Said Nabokov's agent, Sergei Isakov, of the move: "Nabokov will come over to Russia in the beginning of August with his entire family. We agreed to the sum with the Saint Petersburg club long time ago, and we were figuring out living-related questions lately, which were related to the move of Evgeni's family to Saint Petersburg."

Needless to say, Evgeni had the KHL on his radar ever since the conclusion of his pact with the Sharks.

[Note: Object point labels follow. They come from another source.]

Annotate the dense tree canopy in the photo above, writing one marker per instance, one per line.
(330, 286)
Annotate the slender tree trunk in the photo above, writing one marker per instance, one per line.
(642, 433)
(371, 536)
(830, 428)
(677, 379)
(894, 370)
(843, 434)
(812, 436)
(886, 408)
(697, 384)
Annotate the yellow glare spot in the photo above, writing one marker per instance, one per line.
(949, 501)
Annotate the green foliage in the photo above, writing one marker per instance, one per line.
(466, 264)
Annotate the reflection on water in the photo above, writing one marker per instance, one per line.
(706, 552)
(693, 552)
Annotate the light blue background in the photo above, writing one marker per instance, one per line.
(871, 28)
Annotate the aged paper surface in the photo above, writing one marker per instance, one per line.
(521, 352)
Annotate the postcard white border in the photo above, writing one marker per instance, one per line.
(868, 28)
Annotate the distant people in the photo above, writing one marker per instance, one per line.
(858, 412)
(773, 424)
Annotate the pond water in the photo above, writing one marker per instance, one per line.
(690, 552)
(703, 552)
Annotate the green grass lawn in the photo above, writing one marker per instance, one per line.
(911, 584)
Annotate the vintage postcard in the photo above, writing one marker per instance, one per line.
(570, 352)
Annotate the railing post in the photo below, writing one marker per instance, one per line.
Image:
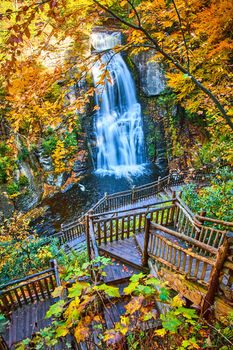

Considering the small niche for teams in need of top-flight goaltending as it was – a niche possibly shrunken by the performances of the cheap Michael Leighton and Antti Niemi in their respective teams' run to the Stanley Cup finals – the return to Europe had been pegged as a possibility for quite some time in anticipation of not being offered top dollar for his services.

"There wasn't much interest going on [in the NHL]," Nabokov explained to ESPN.com. "We had a couple of [NHL] teams interested ... but I had to make my decision pretty quick."

SKA president Alexander Medvedev declined to divulge further detail on the agreement outside of its length, though its monetary spoils have been speculated by Russian Hockey Fans writer Alexander Zaitsev to be worth about $24 million, seeing his annual intake to be right on par with the $6 million handed to him in 2009-10 by San Jose, a price higher than any NHL team had been willing to offer this summer.

Interestingly enough, while his movement overseas is a grand enough development in NHL circles in and of itself, it too has an impact on the Ilya Kovalchuk saga.

In the time leading up to the opening of the free agent window on the first of July, SKA had purportedly approached the dynamic right winger with a contract upward of $42 million over three seasons.

By adding Nabokov today, however, the Saint Petersburg outfit has made their potential import of Kovalchuk impossible.

Under KHL salary cap rules, each franchise is allowed to exclude one player's earnings from the salary ceiling of roughly $18 million, regulation akin to Major League Soccer's "Beckham Rule."

Now, to put it simply, Nabokov's deal puts SKA over that limit, giving the club no option but to designate the mask as their marquee man, their cap-excused player. And thus, no longer is there room in Saint Petersburg for the deal reportedly extended toward Kovalchuk.

In the end, though, by SKA Saint Petersburg incorporating Evgeni Nabokov into its ranks, the Kontinental Hockey League has pulled off its highest-profile coup to date, robbing its North American counterpart of one of its top, in-form talents, seeing that "the Russian Factor" gains yet more credence.